And, of course, I HAD to get some Hedione - the beautiful, synthetic molecule that closely resembles an element in jasmine (that gives it its dewy, green, fresh and expansive quality). It is so mellow comparing to all the other potently vile aldehydes, calone etc. that I will have to dedicate a post for it at a later time to give it the attention it deserves (it's this synthetic raw material that makes favourites such as Le Parfum de Therese and Eau Sauvage so beautiful).
I also got Spirogalbanone
, an intensely green synthetic lactone, that I wish I had quarantined right away (should have done the same with the aldehydes - they are terribly potent when not individually ziploced and separated from the rest of the crowd...! It smells very much like the sharp, disturbing green opening of galbanum, amplified by 1,000. Not for the faint of heart!
Other than these, most of the materials I've picked were naturally-occuring molecules, but syntheticlaly made - for example: I got a few aldhydes, including C-14 (peach)
, and C-11 which accounts for the scalp-like, oily-fatty accents in No. 5 that made it so special at the time and smell like a woman, not like a flower... The aldehydes must be diluted down to be of any use.

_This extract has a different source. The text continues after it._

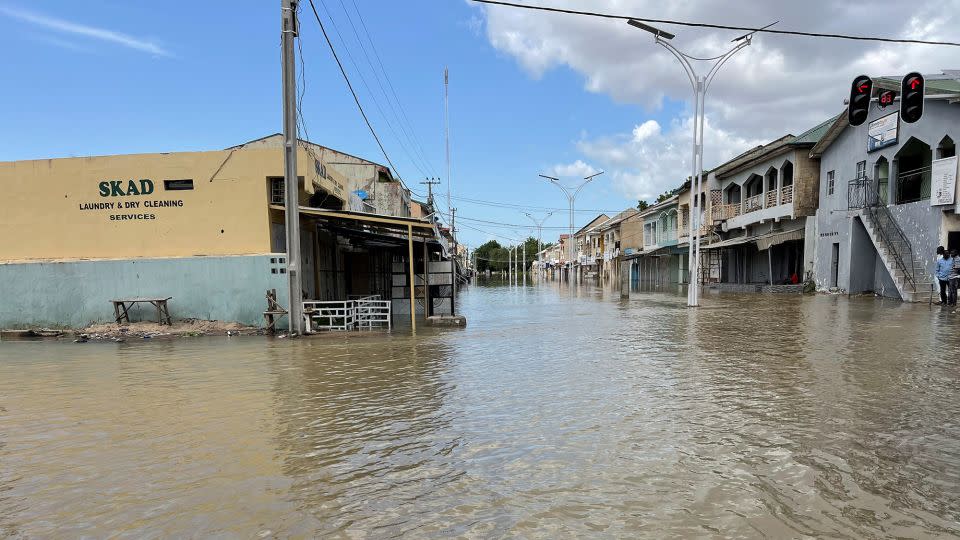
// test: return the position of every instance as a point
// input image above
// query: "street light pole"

They are traditionally diluted down to as low as 1% (where most materials are diluted down to 10% to study their characteristics). Try to experience them at full strength and prepare to gag.

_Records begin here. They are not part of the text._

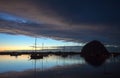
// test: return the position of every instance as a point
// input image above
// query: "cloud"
(77, 21)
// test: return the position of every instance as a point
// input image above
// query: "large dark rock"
(94, 47)
(94, 53)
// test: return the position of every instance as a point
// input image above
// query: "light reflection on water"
(23, 62)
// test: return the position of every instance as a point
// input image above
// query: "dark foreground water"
(20, 63)
(84, 69)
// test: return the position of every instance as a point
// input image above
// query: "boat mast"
(35, 43)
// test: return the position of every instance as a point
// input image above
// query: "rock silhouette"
(94, 53)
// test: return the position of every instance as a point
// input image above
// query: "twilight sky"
(67, 20)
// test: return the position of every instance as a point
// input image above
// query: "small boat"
(36, 56)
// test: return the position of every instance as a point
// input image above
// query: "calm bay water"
(20, 63)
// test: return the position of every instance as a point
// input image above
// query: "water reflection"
(24, 62)
(95, 60)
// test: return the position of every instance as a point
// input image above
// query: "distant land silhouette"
(94, 53)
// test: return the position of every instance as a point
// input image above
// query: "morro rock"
(94, 47)
(94, 53)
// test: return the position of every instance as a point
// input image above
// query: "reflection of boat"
(36, 56)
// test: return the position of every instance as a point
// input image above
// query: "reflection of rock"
(95, 53)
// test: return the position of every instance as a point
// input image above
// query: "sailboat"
(36, 55)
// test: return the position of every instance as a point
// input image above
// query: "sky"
(58, 22)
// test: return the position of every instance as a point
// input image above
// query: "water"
(21, 63)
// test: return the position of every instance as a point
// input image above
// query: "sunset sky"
(58, 23)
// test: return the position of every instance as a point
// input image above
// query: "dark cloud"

Among the beauties were Ambroxan (naturally occurring in ambergris, and has excellent stable and fixative qualities and sort of a warm, musky scent), Ambrettolide, which naturally occurs in ambrette seed, and has a clean, what we learn to call "white musk". Also have some raspberry ketone, vanillin, heliotropin, all in crystals so will have to dilute in alcohol to really be able to smell (rather than snort!) them.

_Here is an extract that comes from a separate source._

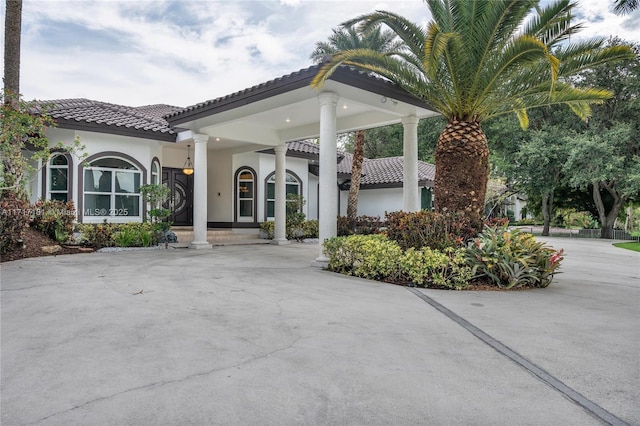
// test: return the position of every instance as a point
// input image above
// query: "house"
(248, 151)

And last but not least - Vetiverol - vetiver alcohol - which is what gives vetiver its clean, precious-wood, slightly wet yet sweet aroma. I have a suspicion there is more of it in Haitian vetiver than other varieties. It also has a brown clear colour, which makes it look like vetiver oil, where as most of the synthetics are either transparent and clear or white crystals. Vetiverol is so rich and complex it's surprising that it's "only" one molecule.
I'm looking forward to discovering these building blocks (especially the naturally-occurring ones) as well as the isolates I've gotten from Aftelier. It will be interesting to work with natural isolates in perfumes, but I strongly feel like I found my voice in natural perfumery sans the pure isolates. Nevertheless, I'm curious to study them, and am fascinated by the chemistry of the oils I work with. Exploring organic chemistry is like learning a new language, which I find exciting and frighteningly intimidating, simultaneously.